Rjan:
muckles:
So his arrest, whether it is for a legitimate reason or not, has stopped him broadcasting, but has given him a far higher exposure and status to many, hence the pages about him on here, the vast coverage on social media platforms, petitions for his release, demonstrations. When he’s released his words will carry a greater significance for a far wider audience. Do you think that is a good thing?
Indeed, but what do you do? He can’t be legally untouchable no matter what he does, simply because he has a following. Most of his followers will say that anything that the state does to prevent him whipping up a pogrom of Muslim communities, is an outrageous unjustified attack on him.
I know his ■■■■■■■■ follows will hang on every word he says, but this arrest will help him him pick up new supporters.
Although judging from the comments in the video, he may have allienated some of his ■■■■■■■■ supporters when he interviewed a Transsexual journalist recently.
Rjan:
If he was being silenced for political views, or indeed for having simply told the truth on some or other matter, I’d be signing the petition myself. I actually felt a bit sorry for Nick Griffin that time when he appeared on Question Time - although at other points in the same program, I also remember cheering at the telly.
I’m pleased to hear that, it was basically the fundamental point I was trying to make, we must defend the right of those who stick their heads above the parapet and are a thorn in the side of the establishment even if we don’t agree with them.
I think Nick Griffin is a great example of why we should although these people a mainstream platform, that’s where they can be challenged and when their arguments are found lacking substance
Rjan:
The real problem with the far-right like always is the economic situation, the strains and insecurities that feed into a general sense of dissatisfaction and anger. Even in this story, as much as it is about Muslims, it is also clearly about powerful authorities that “don’t listen” and “cover up” and are otherwise unresponsive, malign, and corrupt, but it’s a peculiarity of the far-right that scapegoats form the pivot against which these dissatisfactions with power are expressed, rather than confronting power directly as the left do.

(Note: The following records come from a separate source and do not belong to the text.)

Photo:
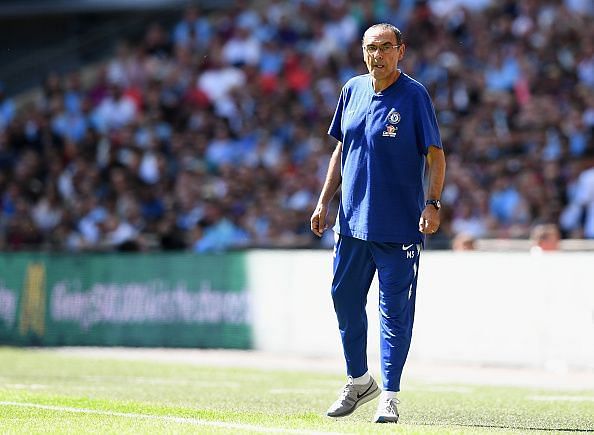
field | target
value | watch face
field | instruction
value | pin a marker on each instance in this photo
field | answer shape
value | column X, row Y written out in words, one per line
column 434, row 202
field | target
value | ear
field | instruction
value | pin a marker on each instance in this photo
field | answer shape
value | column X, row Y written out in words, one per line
column 401, row 51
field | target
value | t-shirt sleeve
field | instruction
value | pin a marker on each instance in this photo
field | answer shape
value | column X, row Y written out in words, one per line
column 335, row 129
column 426, row 126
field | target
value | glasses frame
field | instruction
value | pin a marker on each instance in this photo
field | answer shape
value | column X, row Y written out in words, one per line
column 381, row 48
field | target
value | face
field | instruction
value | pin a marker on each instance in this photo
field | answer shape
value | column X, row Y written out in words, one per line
column 382, row 65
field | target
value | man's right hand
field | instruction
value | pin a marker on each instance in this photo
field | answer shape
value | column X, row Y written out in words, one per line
column 318, row 220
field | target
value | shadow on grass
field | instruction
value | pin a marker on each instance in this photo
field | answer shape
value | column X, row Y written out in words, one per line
column 516, row 427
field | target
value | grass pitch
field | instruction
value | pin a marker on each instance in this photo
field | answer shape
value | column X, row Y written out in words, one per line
column 47, row 392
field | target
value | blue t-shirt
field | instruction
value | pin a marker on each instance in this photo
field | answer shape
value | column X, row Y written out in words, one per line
column 385, row 137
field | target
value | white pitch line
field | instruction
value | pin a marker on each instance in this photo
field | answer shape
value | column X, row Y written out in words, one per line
column 188, row 420
column 562, row 398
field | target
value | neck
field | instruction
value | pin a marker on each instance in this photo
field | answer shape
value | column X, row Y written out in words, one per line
column 381, row 84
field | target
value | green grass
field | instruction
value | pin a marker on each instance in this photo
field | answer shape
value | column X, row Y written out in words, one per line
column 156, row 397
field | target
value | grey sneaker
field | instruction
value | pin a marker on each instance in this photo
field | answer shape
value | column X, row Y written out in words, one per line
column 387, row 412
column 352, row 396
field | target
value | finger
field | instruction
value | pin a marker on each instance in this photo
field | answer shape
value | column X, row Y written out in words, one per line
column 322, row 224
column 315, row 226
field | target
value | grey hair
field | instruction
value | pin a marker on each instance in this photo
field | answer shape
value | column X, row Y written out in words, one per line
column 387, row 26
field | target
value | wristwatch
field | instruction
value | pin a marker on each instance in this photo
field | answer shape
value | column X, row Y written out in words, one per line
column 434, row 202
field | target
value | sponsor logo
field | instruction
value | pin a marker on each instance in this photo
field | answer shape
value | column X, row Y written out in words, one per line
column 394, row 117
column 390, row 131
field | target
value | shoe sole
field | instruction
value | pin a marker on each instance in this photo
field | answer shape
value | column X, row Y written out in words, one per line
column 362, row 400
column 386, row 420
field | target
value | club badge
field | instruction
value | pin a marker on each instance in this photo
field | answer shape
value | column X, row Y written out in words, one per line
column 394, row 117
column 390, row 131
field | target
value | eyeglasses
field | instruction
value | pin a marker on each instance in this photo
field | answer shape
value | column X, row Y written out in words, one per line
column 370, row 49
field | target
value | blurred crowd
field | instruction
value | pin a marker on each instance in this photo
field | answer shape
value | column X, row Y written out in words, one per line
column 211, row 135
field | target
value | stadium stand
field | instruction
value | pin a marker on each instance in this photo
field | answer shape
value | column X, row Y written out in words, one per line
column 210, row 134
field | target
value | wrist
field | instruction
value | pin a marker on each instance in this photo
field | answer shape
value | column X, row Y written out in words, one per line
column 435, row 203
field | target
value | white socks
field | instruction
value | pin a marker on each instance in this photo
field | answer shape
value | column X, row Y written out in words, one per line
column 362, row 380
column 386, row 395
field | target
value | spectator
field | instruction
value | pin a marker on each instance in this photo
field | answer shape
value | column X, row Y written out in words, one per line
column 231, row 108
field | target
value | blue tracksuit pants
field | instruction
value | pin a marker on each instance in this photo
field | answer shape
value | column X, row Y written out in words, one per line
column 355, row 263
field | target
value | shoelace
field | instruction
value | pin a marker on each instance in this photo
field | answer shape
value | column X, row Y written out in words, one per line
column 390, row 405
column 346, row 389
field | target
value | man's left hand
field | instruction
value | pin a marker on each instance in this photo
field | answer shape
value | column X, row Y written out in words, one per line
column 430, row 220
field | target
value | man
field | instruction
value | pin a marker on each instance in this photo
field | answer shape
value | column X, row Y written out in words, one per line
column 386, row 129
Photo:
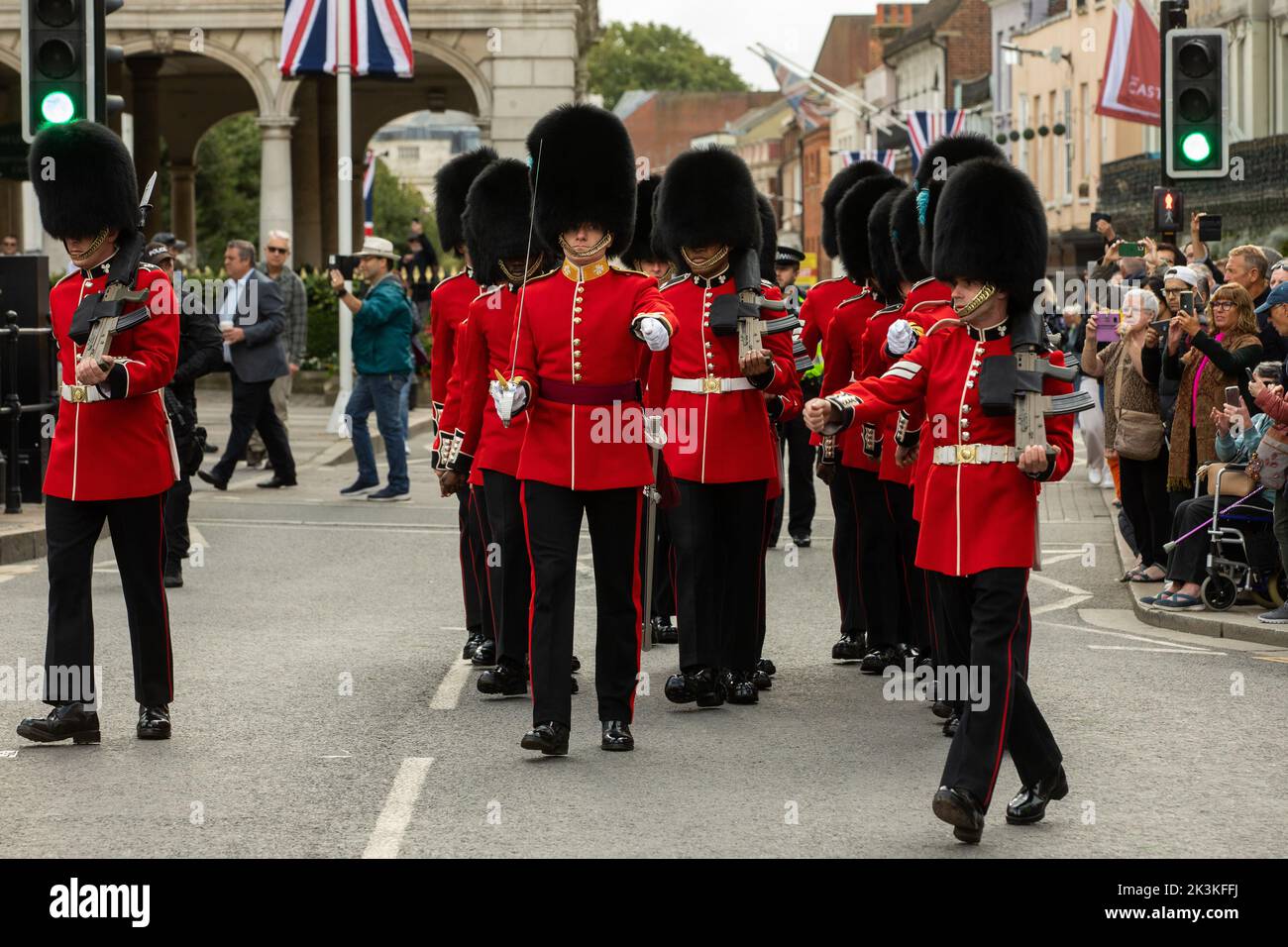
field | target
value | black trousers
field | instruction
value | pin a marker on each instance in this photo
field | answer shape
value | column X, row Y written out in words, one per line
column 913, row 620
column 845, row 554
column 253, row 410
column 717, row 530
column 553, row 519
column 987, row 617
column 877, row 558
column 509, row 570
column 1145, row 501
column 138, row 539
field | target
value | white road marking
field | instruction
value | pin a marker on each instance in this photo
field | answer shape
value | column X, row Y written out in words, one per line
column 449, row 692
column 386, row 836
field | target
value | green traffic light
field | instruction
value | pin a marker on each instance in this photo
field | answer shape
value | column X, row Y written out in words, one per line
column 1196, row 147
column 56, row 108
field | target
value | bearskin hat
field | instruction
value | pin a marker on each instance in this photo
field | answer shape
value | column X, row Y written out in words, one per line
column 841, row 182
column 707, row 197
column 451, row 185
column 906, row 237
column 881, row 254
column 642, row 241
column 768, row 239
column 851, row 223
column 496, row 221
column 1012, row 250
column 936, row 165
column 84, row 179
column 584, row 171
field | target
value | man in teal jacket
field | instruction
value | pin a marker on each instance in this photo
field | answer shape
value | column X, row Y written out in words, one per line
column 381, row 356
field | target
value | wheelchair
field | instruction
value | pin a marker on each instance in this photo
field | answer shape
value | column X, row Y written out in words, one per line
column 1243, row 558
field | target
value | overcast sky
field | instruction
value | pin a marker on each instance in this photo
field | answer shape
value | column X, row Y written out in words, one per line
column 726, row 27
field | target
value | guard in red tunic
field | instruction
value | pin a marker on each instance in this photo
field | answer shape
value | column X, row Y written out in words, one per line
column 112, row 457
column 580, row 333
column 979, row 531
column 449, row 307
column 719, row 445
column 816, row 317
column 485, row 451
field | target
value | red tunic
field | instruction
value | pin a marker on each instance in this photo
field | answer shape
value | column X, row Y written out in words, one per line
column 977, row 515
column 716, row 438
column 123, row 447
column 579, row 329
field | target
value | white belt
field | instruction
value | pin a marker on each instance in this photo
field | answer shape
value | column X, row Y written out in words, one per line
column 975, row 454
column 82, row 393
column 711, row 384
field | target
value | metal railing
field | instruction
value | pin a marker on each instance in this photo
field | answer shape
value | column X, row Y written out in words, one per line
column 12, row 408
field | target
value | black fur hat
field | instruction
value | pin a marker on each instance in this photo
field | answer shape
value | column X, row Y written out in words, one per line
column 642, row 241
column 496, row 219
column 707, row 197
column 881, row 256
column 851, row 223
column 84, row 179
column 451, row 185
column 936, row 165
column 1014, row 256
column 836, row 188
column 768, row 239
column 906, row 237
column 587, row 174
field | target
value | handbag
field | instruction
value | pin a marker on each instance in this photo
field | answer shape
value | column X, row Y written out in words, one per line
column 1137, row 434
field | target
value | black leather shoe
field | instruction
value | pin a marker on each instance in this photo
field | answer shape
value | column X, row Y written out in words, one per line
column 472, row 644
column 616, row 735
column 704, row 688
column 484, row 655
column 211, row 479
column 277, row 482
column 552, row 738
column 1029, row 802
column 64, row 720
column 960, row 809
column 664, row 631
column 503, row 681
column 154, row 723
column 849, row 648
column 743, row 689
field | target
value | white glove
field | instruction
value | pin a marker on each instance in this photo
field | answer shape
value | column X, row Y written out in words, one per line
column 520, row 397
column 900, row 338
column 655, row 334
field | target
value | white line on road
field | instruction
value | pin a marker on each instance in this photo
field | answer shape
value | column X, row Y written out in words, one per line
column 449, row 692
column 386, row 836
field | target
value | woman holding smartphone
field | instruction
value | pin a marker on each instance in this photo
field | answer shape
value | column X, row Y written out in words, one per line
column 1142, row 478
column 1222, row 355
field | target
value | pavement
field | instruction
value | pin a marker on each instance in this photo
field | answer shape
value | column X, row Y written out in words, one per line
column 322, row 709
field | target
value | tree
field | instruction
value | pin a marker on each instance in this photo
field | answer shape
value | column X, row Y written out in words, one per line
column 655, row 56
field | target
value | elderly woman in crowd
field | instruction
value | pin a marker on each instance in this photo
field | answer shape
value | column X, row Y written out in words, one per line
column 1236, row 438
column 1141, row 478
column 1224, row 348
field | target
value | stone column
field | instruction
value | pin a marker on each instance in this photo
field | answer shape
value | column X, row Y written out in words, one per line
column 274, row 174
column 147, row 115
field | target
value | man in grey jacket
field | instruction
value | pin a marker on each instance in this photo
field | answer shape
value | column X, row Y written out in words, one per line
column 252, row 320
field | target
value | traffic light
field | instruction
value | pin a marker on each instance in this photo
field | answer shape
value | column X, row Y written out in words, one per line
column 63, row 62
column 1196, row 103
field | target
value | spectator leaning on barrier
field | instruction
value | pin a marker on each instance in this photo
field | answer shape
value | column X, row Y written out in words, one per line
column 1271, row 401
column 1205, row 371
column 1133, row 428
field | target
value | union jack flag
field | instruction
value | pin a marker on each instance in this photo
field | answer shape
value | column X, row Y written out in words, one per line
column 883, row 157
column 926, row 128
column 378, row 38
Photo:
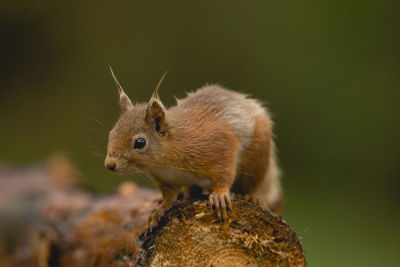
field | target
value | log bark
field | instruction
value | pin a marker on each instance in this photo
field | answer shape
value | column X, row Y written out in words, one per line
column 57, row 223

I think the extremes on both sides play identity politics, putting people into groups either to vilify but that’s dangerous, we are individual and often can fit into many groups, by some I would be put into a group of white middle aged working class male and considered to hold the views that certain extreme groups attach to that group of people, when I know that is far from the truth.
The same goes for other groups who are more regularly lumped together, we get the black community label, when they make up of many different type of people some will have more in common with me than those from some inner city estate, but they get stereotyped even though they maybe Doctors, lawyers, scientists, engineers, but they’re all lumped together to fit some political agenda.